Evidence indicates that relationships with parents are important to an adult child’s psychological well-being. While studies often focus on adult children serving as caregivers to older parents having a detrimental effect on children’s well-being, more commonly, parents provide assistance and support to adult children, and this may enhance the children’s well-being. 

Adult children are more likely to characterize their parents as emotionally supportive than as critical or demanding, and socioemotional support from parents is often associated as being comforting to adult children, something that African-American adult children lose with the early death of their parents. 

Even among individuals ages 55 to 64, where the majority of all adults have lost a parent, a higher percentage of the Black population has experienced parental loss.

Lost of First Parent

Losing your first parent can come with the most extraordinary overwhelming sense of loss that many have felt in their life up to that point.   The loss of a parent’s guidance, love, and support may leave you feeling a profound sense of emptiness that may be difficult to heal.  

For most, it is the first realization that there will forever be a void from this point of having lost one of the only two people that have been in your life literally from the first moment

Both parents are gone

Despite the kind of relationship you had with both of your parents as a child and as an adult, no one’s ever really prepared for being orphaned. No matter how old we are, until our last parent dies, we still see ourselves as children until we lose our final parent.  

There’s often a sense of devastation in the knowledge that life will never be the same without them.
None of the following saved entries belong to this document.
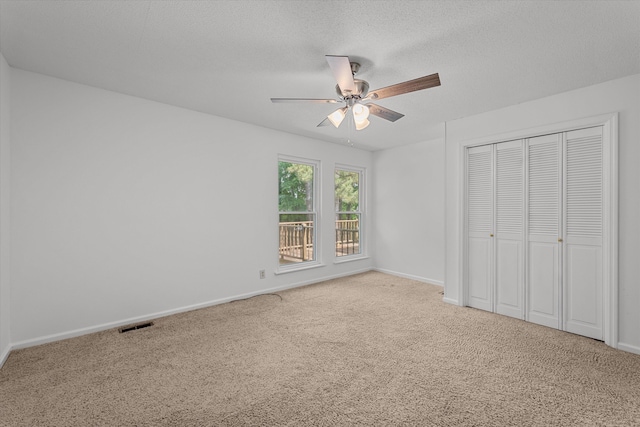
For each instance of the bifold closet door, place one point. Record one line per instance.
(479, 215)
(583, 232)
(509, 228)
(544, 197)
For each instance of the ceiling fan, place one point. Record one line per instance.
(356, 96)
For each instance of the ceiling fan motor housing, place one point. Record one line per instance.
(361, 89)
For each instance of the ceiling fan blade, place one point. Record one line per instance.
(309, 100)
(405, 87)
(384, 113)
(341, 69)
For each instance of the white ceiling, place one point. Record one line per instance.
(229, 58)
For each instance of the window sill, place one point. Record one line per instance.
(292, 269)
(342, 260)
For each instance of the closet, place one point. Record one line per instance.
(534, 229)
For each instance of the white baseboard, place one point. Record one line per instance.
(102, 327)
(628, 348)
(4, 355)
(410, 276)
(450, 301)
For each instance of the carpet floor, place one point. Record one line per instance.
(370, 350)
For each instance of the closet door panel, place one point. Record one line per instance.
(583, 233)
(509, 278)
(509, 227)
(479, 193)
(543, 283)
(543, 230)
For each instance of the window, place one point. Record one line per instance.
(297, 211)
(348, 202)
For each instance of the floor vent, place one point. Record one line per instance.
(134, 327)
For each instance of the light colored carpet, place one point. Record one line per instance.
(371, 349)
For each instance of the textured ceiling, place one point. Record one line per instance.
(229, 58)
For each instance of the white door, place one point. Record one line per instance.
(544, 194)
(583, 298)
(479, 215)
(509, 227)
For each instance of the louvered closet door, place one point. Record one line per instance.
(543, 230)
(479, 186)
(583, 233)
(509, 227)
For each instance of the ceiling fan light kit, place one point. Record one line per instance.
(356, 96)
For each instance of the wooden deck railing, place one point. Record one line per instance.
(347, 237)
(296, 239)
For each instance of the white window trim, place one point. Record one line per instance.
(362, 208)
(317, 208)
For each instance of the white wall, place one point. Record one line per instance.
(5, 173)
(621, 95)
(409, 211)
(124, 208)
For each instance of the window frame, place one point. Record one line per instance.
(361, 212)
(315, 213)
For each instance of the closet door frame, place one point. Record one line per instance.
(609, 123)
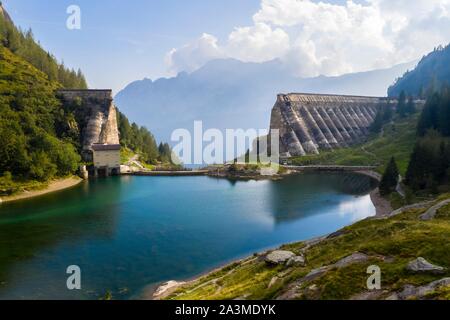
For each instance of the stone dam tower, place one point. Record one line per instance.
(309, 123)
(99, 130)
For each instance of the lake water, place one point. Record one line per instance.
(128, 232)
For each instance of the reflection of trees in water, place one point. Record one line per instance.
(30, 227)
(303, 195)
(355, 184)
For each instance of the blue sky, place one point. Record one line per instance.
(123, 41)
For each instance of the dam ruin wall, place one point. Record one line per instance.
(98, 117)
(309, 123)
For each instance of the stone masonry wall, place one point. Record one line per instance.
(309, 123)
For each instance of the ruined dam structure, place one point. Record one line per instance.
(309, 123)
(97, 118)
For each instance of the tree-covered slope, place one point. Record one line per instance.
(35, 132)
(23, 45)
(431, 74)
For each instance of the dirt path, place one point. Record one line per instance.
(56, 185)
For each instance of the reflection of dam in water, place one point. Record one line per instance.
(127, 232)
(323, 186)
Some people can find this traumatizing and difficult to live with for years to come and will need help and support to cope, especially when your last parent dies. 

Others may question their mortality and look to create better relationships with their children and those around them to feel better about their sense of loss.

Early Loss 

Denial and anger may prolong grief in individuals who’ve lost a parent too soon, without warning, or without the opportunity to say a final goodbye.
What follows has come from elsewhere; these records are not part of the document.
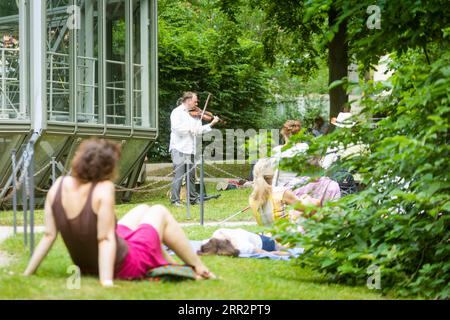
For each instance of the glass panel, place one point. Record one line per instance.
(116, 112)
(137, 68)
(8, 142)
(87, 62)
(58, 60)
(10, 107)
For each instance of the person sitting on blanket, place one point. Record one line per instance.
(81, 207)
(232, 242)
(268, 203)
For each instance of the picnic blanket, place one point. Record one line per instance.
(295, 252)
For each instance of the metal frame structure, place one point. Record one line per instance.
(63, 82)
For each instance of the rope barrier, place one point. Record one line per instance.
(224, 171)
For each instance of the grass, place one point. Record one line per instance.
(229, 202)
(239, 279)
(231, 171)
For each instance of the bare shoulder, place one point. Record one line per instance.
(104, 189)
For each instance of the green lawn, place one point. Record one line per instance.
(225, 170)
(239, 278)
(229, 202)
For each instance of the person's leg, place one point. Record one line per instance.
(180, 168)
(133, 218)
(173, 236)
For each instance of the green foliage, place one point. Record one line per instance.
(400, 222)
(203, 48)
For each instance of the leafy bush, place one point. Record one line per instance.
(400, 221)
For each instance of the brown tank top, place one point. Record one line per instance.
(80, 235)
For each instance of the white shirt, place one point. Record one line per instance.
(184, 129)
(286, 178)
(244, 241)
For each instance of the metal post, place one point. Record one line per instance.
(13, 160)
(202, 198)
(24, 205)
(31, 195)
(188, 200)
(53, 169)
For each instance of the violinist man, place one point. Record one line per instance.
(184, 130)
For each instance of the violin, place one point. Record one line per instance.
(198, 113)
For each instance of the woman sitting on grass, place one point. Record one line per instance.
(269, 203)
(81, 207)
(232, 242)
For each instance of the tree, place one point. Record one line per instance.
(305, 30)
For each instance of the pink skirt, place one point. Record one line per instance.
(144, 251)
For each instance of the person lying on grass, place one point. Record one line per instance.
(81, 207)
(269, 203)
(232, 242)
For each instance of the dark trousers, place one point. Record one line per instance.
(180, 161)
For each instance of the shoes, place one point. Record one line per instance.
(177, 204)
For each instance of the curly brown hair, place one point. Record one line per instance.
(219, 247)
(96, 160)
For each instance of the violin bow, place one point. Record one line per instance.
(204, 108)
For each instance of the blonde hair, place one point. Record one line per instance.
(261, 189)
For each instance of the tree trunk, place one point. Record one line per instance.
(337, 65)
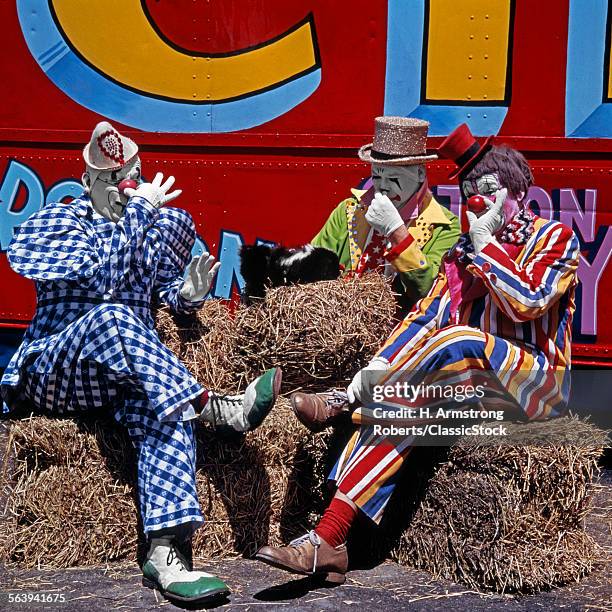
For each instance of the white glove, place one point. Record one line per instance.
(155, 193)
(383, 216)
(483, 228)
(199, 278)
(361, 387)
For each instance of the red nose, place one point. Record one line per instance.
(477, 204)
(127, 184)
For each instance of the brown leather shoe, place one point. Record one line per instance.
(317, 411)
(309, 555)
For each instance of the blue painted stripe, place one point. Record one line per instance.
(50, 51)
(99, 94)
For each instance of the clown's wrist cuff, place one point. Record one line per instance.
(398, 249)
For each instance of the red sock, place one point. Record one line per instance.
(336, 522)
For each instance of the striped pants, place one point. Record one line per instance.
(516, 379)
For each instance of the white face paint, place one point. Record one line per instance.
(485, 185)
(398, 183)
(103, 192)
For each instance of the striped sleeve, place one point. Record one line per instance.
(428, 315)
(525, 292)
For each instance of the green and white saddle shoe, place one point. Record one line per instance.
(244, 412)
(166, 570)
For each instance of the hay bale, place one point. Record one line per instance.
(71, 497)
(506, 517)
(509, 516)
(320, 333)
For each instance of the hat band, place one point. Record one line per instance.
(468, 154)
(377, 154)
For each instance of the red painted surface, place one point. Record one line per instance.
(280, 180)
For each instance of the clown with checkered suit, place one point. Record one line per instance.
(97, 262)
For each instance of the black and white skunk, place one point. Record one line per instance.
(265, 266)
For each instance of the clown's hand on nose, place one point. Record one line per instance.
(155, 192)
(485, 226)
(383, 216)
(202, 271)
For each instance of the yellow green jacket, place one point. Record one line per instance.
(416, 267)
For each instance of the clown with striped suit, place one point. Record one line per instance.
(498, 318)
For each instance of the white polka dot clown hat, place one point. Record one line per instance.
(108, 149)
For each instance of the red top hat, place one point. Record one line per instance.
(461, 146)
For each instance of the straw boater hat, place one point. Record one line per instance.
(108, 149)
(461, 146)
(398, 141)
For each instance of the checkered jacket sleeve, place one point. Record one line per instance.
(57, 244)
(525, 290)
(178, 231)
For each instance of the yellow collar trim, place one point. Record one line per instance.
(434, 213)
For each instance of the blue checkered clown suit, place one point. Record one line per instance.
(92, 342)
Without proper treatment of prolonged grief symptoms, you risk falling into a chronic depression leading to major depressive disorder. Losing a parent in your 20s, for example, can allow for complicated grief to settle in, in part because of feelings that the needed love and support of a parent was cut short. 

Loss of Guidance

The loss of a parent’s guidance, love, and support may leave you feeling a profound sense of emptiness that may be difficult to heal and their death can be one of the most emotionally exhausting experiences many of us will ever have. 
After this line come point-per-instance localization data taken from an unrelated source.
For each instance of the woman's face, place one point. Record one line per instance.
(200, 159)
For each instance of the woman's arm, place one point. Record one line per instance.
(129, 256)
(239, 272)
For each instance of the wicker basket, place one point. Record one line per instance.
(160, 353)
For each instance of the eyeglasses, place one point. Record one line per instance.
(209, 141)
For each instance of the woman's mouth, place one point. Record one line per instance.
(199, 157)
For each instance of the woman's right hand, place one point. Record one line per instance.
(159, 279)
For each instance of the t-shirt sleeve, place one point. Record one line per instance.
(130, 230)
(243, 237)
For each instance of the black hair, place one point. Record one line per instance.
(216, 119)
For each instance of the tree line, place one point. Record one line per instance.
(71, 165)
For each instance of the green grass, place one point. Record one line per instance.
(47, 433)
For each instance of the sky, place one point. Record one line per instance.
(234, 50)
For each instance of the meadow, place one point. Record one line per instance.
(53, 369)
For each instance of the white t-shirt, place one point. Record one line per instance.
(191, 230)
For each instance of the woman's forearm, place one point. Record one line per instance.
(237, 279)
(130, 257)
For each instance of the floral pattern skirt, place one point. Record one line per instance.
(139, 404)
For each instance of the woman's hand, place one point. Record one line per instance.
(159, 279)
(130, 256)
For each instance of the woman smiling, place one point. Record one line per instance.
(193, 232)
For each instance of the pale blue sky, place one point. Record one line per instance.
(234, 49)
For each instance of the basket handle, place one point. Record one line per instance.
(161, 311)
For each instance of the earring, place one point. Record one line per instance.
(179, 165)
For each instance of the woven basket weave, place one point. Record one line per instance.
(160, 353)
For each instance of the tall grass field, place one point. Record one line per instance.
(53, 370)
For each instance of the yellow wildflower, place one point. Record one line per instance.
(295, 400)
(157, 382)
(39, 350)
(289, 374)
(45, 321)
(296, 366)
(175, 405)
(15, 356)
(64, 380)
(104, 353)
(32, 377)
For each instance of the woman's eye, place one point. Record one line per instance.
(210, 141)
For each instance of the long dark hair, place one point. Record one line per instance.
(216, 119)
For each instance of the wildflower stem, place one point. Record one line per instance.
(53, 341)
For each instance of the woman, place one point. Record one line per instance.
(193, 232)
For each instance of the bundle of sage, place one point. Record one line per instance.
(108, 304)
While many people find it incredibly difficult to bounce back from this type of loss, remember, no one expects you to go through this traumatic event alone. If you are struggling, get some help. Talk to family or friends, seek out a counselor, 

Your parents may be gone, but their love and memory will forever be with you. They’ll always be a considerable part of your life no matter where you are or what you’re doing. They are the key to your past and will forever guide your future by way of the life lessons they instilled in you.